SV is regulated by autonomic innervation and hormones, but also by filling time and venous return. Venous return is determined by activity of the skeletal muscles, blood volume, and changes in peripheral circulation. Venous return determines preload and the atrial reflex. Filling time directly related to HR also determines preload. Preload then impacts both EDV and ESV. Autonomic innervation and hormones largely regulate contractility. Contractility impacts EDV as does afterload. CO is the product of HR multiplied by SV. SV is the difference between EDV and ESV.
Critical Thinking Questions
1. Why does increasing EDV increase contractility?
2. Why is afterload important to cardiac function?
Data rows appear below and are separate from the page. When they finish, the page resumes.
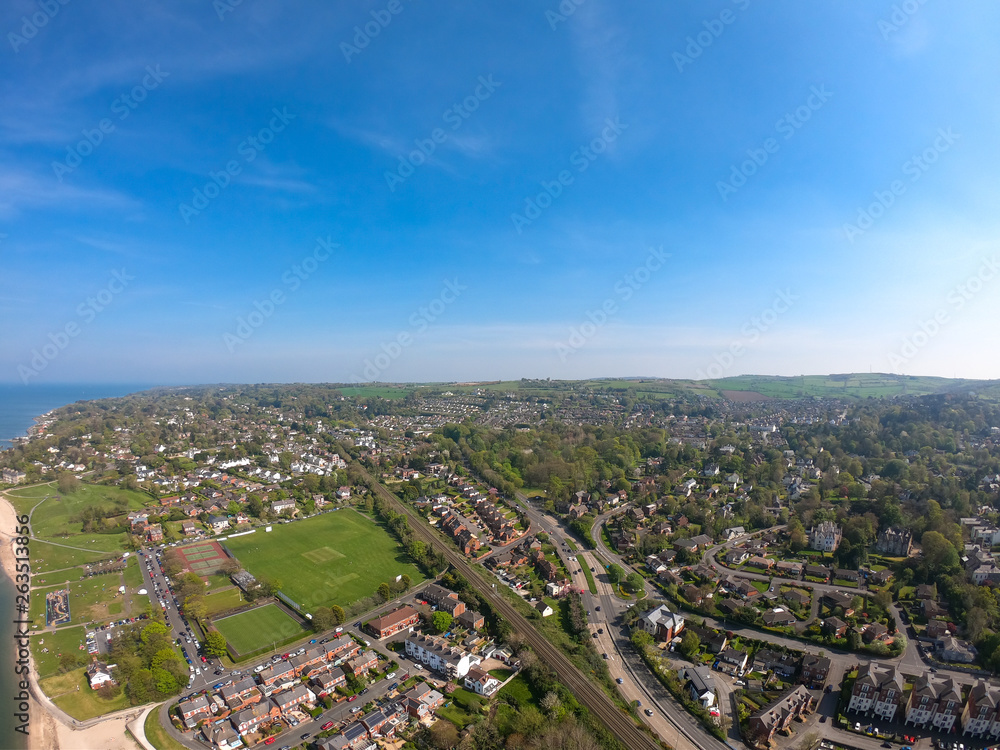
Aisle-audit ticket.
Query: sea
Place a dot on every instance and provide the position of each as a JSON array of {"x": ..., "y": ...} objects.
[{"x": 19, "y": 404}]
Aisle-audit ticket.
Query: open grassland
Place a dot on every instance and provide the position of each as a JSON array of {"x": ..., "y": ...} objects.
[
  {"x": 55, "y": 520},
  {"x": 46, "y": 648},
  {"x": 258, "y": 628},
  {"x": 333, "y": 558},
  {"x": 72, "y": 693}
]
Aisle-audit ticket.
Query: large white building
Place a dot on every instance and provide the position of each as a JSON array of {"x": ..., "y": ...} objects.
[{"x": 440, "y": 655}]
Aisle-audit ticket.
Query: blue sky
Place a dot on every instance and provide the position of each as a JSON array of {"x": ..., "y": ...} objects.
[{"x": 740, "y": 140}]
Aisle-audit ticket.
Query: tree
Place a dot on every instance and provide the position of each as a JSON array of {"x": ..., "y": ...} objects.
[
  {"x": 634, "y": 583},
  {"x": 441, "y": 621},
  {"x": 68, "y": 484},
  {"x": 616, "y": 574},
  {"x": 215, "y": 643},
  {"x": 690, "y": 643},
  {"x": 338, "y": 614},
  {"x": 443, "y": 734}
]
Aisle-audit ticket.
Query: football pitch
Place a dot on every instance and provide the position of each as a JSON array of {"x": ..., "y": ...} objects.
[
  {"x": 333, "y": 558},
  {"x": 258, "y": 628}
]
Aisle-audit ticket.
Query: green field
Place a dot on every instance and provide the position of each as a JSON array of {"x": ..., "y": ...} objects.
[
  {"x": 46, "y": 557},
  {"x": 258, "y": 628},
  {"x": 54, "y": 518},
  {"x": 221, "y": 601},
  {"x": 64, "y": 640},
  {"x": 333, "y": 558}
]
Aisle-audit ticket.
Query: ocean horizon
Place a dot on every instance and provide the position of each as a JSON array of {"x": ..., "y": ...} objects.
[{"x": 20, "y": 404}]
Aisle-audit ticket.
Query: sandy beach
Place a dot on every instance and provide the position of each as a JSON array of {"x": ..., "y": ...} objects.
[{"x": 47, "y": 733}]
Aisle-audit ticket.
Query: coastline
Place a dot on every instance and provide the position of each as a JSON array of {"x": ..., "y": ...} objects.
[{"x": 46, "y": 731}]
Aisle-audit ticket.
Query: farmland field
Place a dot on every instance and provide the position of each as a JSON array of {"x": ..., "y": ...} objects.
[
  {"x": 333, "y": 558},
  {"x": 258, "y": 628}
]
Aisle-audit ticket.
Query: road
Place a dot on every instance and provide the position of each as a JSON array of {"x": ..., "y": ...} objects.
[{"x": 621, "y": 725}]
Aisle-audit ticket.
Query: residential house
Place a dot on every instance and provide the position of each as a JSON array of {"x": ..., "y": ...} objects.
[
  {"x": 481, "y": 682},
  {"x": 439, "y": 655},
  {"x": 362, "y": 663},
  {"x": 733, "y": 661},
  {"x": 699, "y": 683},
  {"x": 194, "y": 709},
  {"x": 444, "y": 599},
  {"x": 661, "y": 623},
  {"x": 934, "y": 703},
  {"x": 783, "y": 663},
  {"x": 778, "y": 716},
  {"x": 825, "y": 537},
  {"x": 396, "y": 621},
  {"x": 894, "y": 541}
]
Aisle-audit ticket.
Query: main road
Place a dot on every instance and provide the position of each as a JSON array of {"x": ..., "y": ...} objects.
[{"x": 621, "y": 724}]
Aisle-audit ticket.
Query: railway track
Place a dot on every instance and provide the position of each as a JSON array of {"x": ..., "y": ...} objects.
[{"x": 587, "y": 692}]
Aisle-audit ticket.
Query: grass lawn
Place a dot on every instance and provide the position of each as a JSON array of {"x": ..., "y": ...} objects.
[
  {"x": 333, "y": 558},
  {"x": 89, "y": 599},
  {"x": 72, "y": 693},
  {"x": 64, "y": 640},
  {"x": 258, "y": 628},
  {"x": 223, "y": 600},
  {"x": 520, "y": 690},
  {"x": 133, "y": 574},
  {"x": 157, "y": 735},
  {"x": 47, "y": 557},
  {"x": 53, "y": 520}
]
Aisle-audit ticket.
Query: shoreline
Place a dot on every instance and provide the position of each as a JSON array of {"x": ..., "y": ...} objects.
[{"x": 47, "y": 732}]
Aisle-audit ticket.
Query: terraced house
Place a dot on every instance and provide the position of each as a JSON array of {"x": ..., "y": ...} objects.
[
  {"x": 877, "y": 692},
  {"x": 934, "y": 703}
]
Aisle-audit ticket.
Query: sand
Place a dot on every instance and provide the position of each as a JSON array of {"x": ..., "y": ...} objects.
[{"x": 46, "y": 732}]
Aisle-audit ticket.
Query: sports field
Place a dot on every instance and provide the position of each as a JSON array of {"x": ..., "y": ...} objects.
[
  {"x": 203, "y": 558},
  {"x": 333, "y": 558},
  {"x": 258, "y": 628}
]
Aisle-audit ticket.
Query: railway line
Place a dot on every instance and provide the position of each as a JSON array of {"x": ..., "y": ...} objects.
[{"x": 587, "y": 692}]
- force the ventricles must develop to effectively pump blood against the resistance in the vessels
- autonomic tone
- contractile state during resting cardiac activity produced by mild sympathetic and parasympathetic stimulation
- atrial or Bainbridge reflex
- autonomic reflex that responds to stretch receptors in the atria that send impulses to the cardioaccelerator area to increase HR when venous flow into the atria increases
- baroreceptor reflex
- autonomic reflex in which the cardiac centers monitor signals from the baroreceptor stretch receptors and regulate heart function based on blood flow
- cardiac output (CO)
- amount of blood pumped by each ventricle during one minute; equals HR multiplied by SV
- cardiac plexus
- paired complex network of nerve fibers near the base of the heart that receive sympathetic and parasympathetic stimulations to regulate HR
- cardiac reflexes
- series of autonomic reflexes that enable the cardiovascular centers to regulate heart function based upon sensory information from a variety of visceral sensors
- cardiac reserve
- difference between maximum and resting CO
- chronotropic factor
- a factor that affects heart rate
- ejection fraction
- portion of the blood that is pumped or ejected from the heart with each contraction; mathematically represented by SV divided by EDV
- filling time
- duration of ventricular diastole during which filling occurs
- Frank-Starling mechanism
- relationship between ventricular stretch and contraction in which the force of heart contraction is directly proportional to the initial length of the muscle fiber
- heart rate (HR)
- number of times the heart contracts (beats) per minute
- negative chronotropic factors
- factors that reduce heart rate
- negative inotropic factors
- factors that negatively impact or lower heart contractility
- positive chronotropic factors
- factors that increase heart rate
- positive inotropic factors
- factors that positively impact or increase heart contractility
- stroke volume (SV)
- amount of blood pumped by each ventricle per contraction; also, the difference between EDV and ESV
- target heart rate
- range in which both the heart and lungs receive the maximum benefit from an aerobic workout
Answers for Critical Thinking Questions
- Increasing EDV increases the sarcomeres’ lengths within the cardiac muscle cells, allowing more cross bridge formation between the myosin and actin and providing for a more powerful contraction. This relationship is described in the Frank-Starling mechanism.
- Afterload represents the resistance within the arteries to the flow of blood ejected from the ventricles. If uncompensated, if afterload increases, flow will decrease. In order for the heart to maintain adequate flow to overcome increasing afterload, it must pump more forcefully. This is one of the negative consequences of high blood pressure or hypertension.